Класс замер. Беранкова строго посмотрела на него.

— Что ты хочешь этим сказать?

— А то, что ничего само не разъяснилось. А разъяснил все вот он. Пискля.

— Что такое? Какой Пискля?

— Это Филипп. Он про все догадался.

Беранкова кивает.

— Я слышала об этом. На будущее запомните: надо лучше следить за своими вещами, чтоб ничего подобного не повторилось.

Все потихоньку ахают.

— А теперь приготовьте тетради.

— Смотри, Комарек, — строго повторяет Андула, — чтобы больше это никогда не повторялось. Не смей больше красть велосипедов!

Ярда, не сразу поняв шутку, только немного погодя, улыбается. У него это еще плохо получается. Нет тренировки. Но скоро он овладевает этим искусством в совершенстве и растягивает рот в улыбке.

— Ты не хочешь после обеда зайти к нам? — уже второй раз спрашивает его Вашек.

Ярда оглядывается, словно не понимая, кому Вашек повторяет приглашение.

— Я собирался из повозки снова собрать велосипед. И рассчитывал на твою помощь. У меня там такая куча деталей, что из них мы могли бы собрать велосипед и для тебя.

— Для меня?
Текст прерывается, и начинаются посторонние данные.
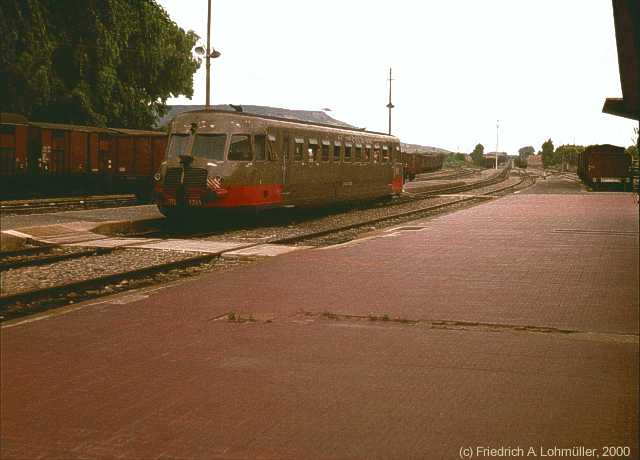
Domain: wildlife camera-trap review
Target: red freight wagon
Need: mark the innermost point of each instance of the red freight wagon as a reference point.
(38, 158)
(13, 145)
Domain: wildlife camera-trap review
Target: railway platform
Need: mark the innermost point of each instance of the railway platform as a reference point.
(513, 324)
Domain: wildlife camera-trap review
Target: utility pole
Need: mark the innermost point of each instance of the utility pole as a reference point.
(208, 64)
(390, 105)
(497, 130)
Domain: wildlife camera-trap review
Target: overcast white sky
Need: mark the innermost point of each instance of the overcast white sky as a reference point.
(541, 67)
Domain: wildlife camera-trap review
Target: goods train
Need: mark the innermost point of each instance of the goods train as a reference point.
(604, 163)
(58, 159)
(223, 160)
(418, 163)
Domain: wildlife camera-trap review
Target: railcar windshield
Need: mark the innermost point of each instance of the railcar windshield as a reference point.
(209, 146)
(240, 149)
(177, 145)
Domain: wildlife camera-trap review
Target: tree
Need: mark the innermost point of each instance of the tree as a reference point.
(547, 153)
(632, 150)
(568, 154)
(98, 62)
(477, 156)
(526, 151)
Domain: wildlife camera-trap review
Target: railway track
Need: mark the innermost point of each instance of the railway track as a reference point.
(445, 175)
(35, 206)
(45, 255)
(29, 301)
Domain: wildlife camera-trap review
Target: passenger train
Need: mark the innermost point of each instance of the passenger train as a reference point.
(224, 160)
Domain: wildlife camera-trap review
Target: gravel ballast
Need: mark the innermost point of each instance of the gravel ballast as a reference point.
(67, 271)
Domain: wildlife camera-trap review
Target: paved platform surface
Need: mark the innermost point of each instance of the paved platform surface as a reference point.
(510, 324)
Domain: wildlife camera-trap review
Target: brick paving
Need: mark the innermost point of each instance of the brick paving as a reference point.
(165, 375)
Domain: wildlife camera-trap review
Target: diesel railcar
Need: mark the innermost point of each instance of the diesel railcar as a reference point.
(45, 159)
(225, 160)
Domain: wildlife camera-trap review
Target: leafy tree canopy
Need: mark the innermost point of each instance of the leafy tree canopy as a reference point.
(526, 151)
(98, 62)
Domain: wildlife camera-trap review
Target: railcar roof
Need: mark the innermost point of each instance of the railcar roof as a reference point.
(286, 120)
(139, 132)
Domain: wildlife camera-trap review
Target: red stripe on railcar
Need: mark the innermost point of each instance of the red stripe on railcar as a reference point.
(248, 195)
(236, 196)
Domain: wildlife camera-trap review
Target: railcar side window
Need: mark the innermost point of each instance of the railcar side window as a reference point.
(325, 150)
(348, 146)
(358, 152)
(298, 149)
(271, 148)
(240, 149)
(177, 145)
(312, 150)
(285, 148)
(259, 145)
(367, 153)
(336, 151)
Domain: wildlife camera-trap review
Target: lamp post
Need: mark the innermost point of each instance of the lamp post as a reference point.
(210, 53)
(497, 128)
(390, 105)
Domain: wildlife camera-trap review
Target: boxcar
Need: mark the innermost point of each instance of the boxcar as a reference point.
(418, 163)
(38, 158)
(604, 163)
(230, 160)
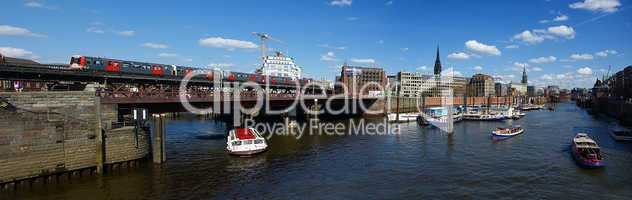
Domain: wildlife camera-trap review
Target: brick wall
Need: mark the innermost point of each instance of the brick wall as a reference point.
(49, 132)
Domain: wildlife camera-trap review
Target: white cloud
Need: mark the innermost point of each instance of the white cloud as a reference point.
(230, 44)
(17, 31)
(476, 46)
(154, 45)
(167, 55)
(608, 6)
(512, 46)
(329, 56)
(539, 35)
(95, 30)
(221, 65)
(582, 57)
(363, 60)
(561, 18)
(37, 4)
(562, 31)
(128, 33)
(539, 60)
(33, 4)
(518, 66)
(451, 72)
(341, 3)
(547, 77)
(332, 47)
(605, 53)
(585, 71)
(529, 37)
(459, 56)
(16, 52)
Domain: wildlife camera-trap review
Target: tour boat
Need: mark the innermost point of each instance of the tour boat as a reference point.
(403, 117)
(439, 120)
(620, 133)
(518, 115)
(586, 152)
(484, 117)
(502, 133)
(245, 142)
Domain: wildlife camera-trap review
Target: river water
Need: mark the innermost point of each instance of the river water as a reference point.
(416, 163)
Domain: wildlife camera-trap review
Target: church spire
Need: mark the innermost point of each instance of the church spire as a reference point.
(437, 63)
(524, 75)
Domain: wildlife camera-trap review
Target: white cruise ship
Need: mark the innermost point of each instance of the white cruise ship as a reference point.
(280, 65)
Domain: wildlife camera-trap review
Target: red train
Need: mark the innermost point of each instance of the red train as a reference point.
(122, 66)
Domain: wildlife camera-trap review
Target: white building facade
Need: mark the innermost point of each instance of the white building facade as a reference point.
(281, 65)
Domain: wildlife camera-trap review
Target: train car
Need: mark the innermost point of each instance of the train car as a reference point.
(113, 65)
Ты сказал — для меня?

— Ну да! — Вашек повышает голос, как будто разговаривает с глухим. — Штёвичек тоже обещал нам помогать. И папа тоже, но он в этом деле ни бум-бум.

Ярда внезапно поворачивается и шагает прочь. Вашек в испуге глядит на него. Но Ярда уже возвращается обратно.

— А мы могли бы позвать еще одного? — спрашивает он.

— Само собой, — соглашается Вашек, удивляясь, что Ярдас кем-то дружен. — Конечно, можешь взять его с собой. Только пусть он не кричит громко, ладно? А то наши, когда решают свои задачи…

— Он не кричит, — говорит Ярда. — Он пискля.

 

Марьяна рассуждает в одиннадцатый и последний раз

Словом, все обошлось. Даже лучше, чем можно было ожидать. Пип мог свалиться с дерева совсем не так удачно… Мог бы вообще не додуматься, куда исчез этот злополучный велик.

В мире полно пропаж, которые так никогда и не были обнаружены. К примеру, из исправилки что ни день пропадает какой-нибудь Ярда. Вы думаете, он исправится? Или нет? А он, может, был вовсе не так уж плох. Иногда, по крайней мере. Это так же, как с трусишкой — неожиданно, вдруг трусишка совершает такой геройский поступок, что сам не перестает этому удивляться. Вот вроде наших, когда они прятали очкарика Борживоя. А тетю всегда будет мучить, что она этого не сделала. Но если бы с ней дело кончилось так же плохо, как с Борживоем, нам бы ее очень недоставало. Хотя мы, возможно, этого и не знали бы. Людям вообще не слишком-то много известно. Тем более о мире, в котором они живут.

А мир этот полон не только пропавших велосипедов, но и звезд. Они настолько далеки от нас, что их никому никогда не обнаружить. А между тем они существуют. Даже самые маленькие, невидимые предметы, вещи и явления. И речь дельфинов. Наверное, где-то глубоко запрятано и мужество тех, кто все время чего-нибудь опасается. И мудрость чудаков, неисправимых, психов. Наверное, где-нибудь затерялись и хорошие концы историй, которые вообще-то закончились плохо.